In some possible embodiments, the obtaining module is configured to:
determining a unified application scope based on the policy application scope of each policy in the case that the implementation of the plurality of policies is completed for the plurality of sub-object sets;
determining a unified application period based on the policy application period for each policy;
and collecting the original object sets corresponding to the policies according to the unified application range and the unified application period.

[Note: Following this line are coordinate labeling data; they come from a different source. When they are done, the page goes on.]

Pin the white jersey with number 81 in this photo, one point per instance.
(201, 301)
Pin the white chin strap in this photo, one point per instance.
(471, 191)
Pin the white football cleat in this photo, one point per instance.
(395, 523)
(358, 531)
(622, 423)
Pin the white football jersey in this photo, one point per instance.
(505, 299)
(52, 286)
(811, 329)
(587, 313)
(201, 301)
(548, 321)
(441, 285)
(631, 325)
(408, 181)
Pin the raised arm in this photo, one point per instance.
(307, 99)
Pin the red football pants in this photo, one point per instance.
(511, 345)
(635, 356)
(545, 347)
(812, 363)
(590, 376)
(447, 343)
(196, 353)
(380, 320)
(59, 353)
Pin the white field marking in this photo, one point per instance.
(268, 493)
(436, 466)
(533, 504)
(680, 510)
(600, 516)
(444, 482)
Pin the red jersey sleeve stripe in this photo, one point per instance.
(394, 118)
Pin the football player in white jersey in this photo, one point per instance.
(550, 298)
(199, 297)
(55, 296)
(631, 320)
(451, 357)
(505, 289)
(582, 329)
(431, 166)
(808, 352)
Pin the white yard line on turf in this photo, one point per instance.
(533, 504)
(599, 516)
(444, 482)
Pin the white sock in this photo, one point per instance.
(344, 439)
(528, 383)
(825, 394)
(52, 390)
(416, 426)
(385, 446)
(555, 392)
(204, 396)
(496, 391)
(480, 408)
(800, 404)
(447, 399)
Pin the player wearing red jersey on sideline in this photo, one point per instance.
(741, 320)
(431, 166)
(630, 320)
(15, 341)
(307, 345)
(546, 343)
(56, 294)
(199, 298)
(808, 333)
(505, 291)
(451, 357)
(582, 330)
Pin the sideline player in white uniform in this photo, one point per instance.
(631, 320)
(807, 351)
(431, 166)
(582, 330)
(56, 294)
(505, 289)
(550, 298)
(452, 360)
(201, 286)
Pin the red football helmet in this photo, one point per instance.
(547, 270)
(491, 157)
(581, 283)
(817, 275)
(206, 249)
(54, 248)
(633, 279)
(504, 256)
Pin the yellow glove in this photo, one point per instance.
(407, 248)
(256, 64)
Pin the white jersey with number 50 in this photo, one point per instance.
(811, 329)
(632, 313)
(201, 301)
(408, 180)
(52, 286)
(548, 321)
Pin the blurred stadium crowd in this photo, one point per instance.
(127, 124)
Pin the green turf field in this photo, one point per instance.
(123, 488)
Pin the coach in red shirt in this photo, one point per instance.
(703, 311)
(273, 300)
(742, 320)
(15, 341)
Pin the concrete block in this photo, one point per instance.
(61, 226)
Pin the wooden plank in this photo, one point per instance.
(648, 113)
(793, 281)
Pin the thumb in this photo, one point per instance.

In some possible embodiments, the obtaining module is configured to:
Determining an application scope intersection based on the policy application scope of each policy;
determining a unified application range according to the application range intersection;
determining an application period intersection based on the policy application period for each policy;
a unified application period is determined from the application period intersection.
In some possible embodiments, the obtaining module is configured to:
if the application period intersection contains an abnormal period corresponding to the abnormal data, determining a difference period according to the application period intersection and the abnormal period;
and determining a unified application period according to the difference period.
In some possible embodiments, the obtaining module is configured to:
collecting original object sets corresponding to a plurality of strategies according to the unified application range and the unified application period and with unified data reflux caliber;
the unified data return aperture includes a data request time aperture or a data arrival time aperture.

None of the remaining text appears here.